Most people are wrong.

Our government’s highest constitutional duty is to protect “we the people” from an oppressive form of government because the men and women who had founded our nation had once risked their lives, fortunes, and sacred honor rebelling against a tyrant king who would, if he could, have gladly sent each of our founding fathers and mothers to hang from their necks until almost dead, sliced open their midsections before a jeering mob whilst ripping our their entrails, chopped off each of their limbs one by one and finally severed their heads from their torsos to mount upon the King’s Gate for all the world to see and fear. Then everything these good people had ever owned would have been forfeited to the Crown and their offspring left in ruin, along with whatever good reputation in the community they once had made.

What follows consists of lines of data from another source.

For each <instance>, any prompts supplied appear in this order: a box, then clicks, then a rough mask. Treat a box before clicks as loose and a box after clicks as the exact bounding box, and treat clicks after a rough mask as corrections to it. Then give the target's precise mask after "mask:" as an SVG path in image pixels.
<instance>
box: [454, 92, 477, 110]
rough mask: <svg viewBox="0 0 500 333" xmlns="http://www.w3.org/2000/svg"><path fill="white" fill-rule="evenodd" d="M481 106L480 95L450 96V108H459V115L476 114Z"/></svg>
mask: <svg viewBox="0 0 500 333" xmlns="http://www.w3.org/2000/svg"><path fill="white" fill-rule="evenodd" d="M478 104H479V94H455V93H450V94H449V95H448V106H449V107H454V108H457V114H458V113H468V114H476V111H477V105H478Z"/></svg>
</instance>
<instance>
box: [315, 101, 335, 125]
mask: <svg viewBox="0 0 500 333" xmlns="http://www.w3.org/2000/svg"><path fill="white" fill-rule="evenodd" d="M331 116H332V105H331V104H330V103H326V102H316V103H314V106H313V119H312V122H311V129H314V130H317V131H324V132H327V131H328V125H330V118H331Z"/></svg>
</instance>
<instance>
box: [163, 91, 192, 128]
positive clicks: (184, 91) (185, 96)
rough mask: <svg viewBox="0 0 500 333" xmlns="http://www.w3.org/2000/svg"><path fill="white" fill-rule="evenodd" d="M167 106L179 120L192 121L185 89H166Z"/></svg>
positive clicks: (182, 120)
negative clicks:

And THAT is why our nation’s founding documents protects the rights of those accused of crimes and would rather suffer ten guilty persons to go free than for one innocent person be convicted. The occasional criminal who gets away with his or her crime is nothing compared to the horrible crimes against humanity that a tyrant unrestrained by laws can commit upon millions and millions of people.

In light of THAT understanding of our law, our Supreme Court held that if the government withholds information favorable to an accused person that is material to the issues of either guilt or punishment, then the government itself has denied the accused person the due process of law vouchsafed by our constitution to which all lawyers swear an oath to uphold.

So the fact that I never told Marcos Duendes’ defense attorney what Priscilla Duendes told me the night she came to my office after work when Marcos Duendes was sitting in jail during his retrial; namely, that she and Dr. Ugliski had had an affair after Dolores had been born before Marcos became enraged with jeolousy wrongly suspecting that Dr. Ugliski had “raped” Pricilla during obstetric exams like she had testified at the first trial and that slanderous accusation almost ruined the poor man and I didn’t think that the man’s wife and family deserved to go through more agony after Dr. Ugliski actually had killed himself on the eve of the retrial completely unhinged by the thought that the retrial was going to rehash that garbage in the community where his children were being raised . . . that was my decision to make and mine alone, right?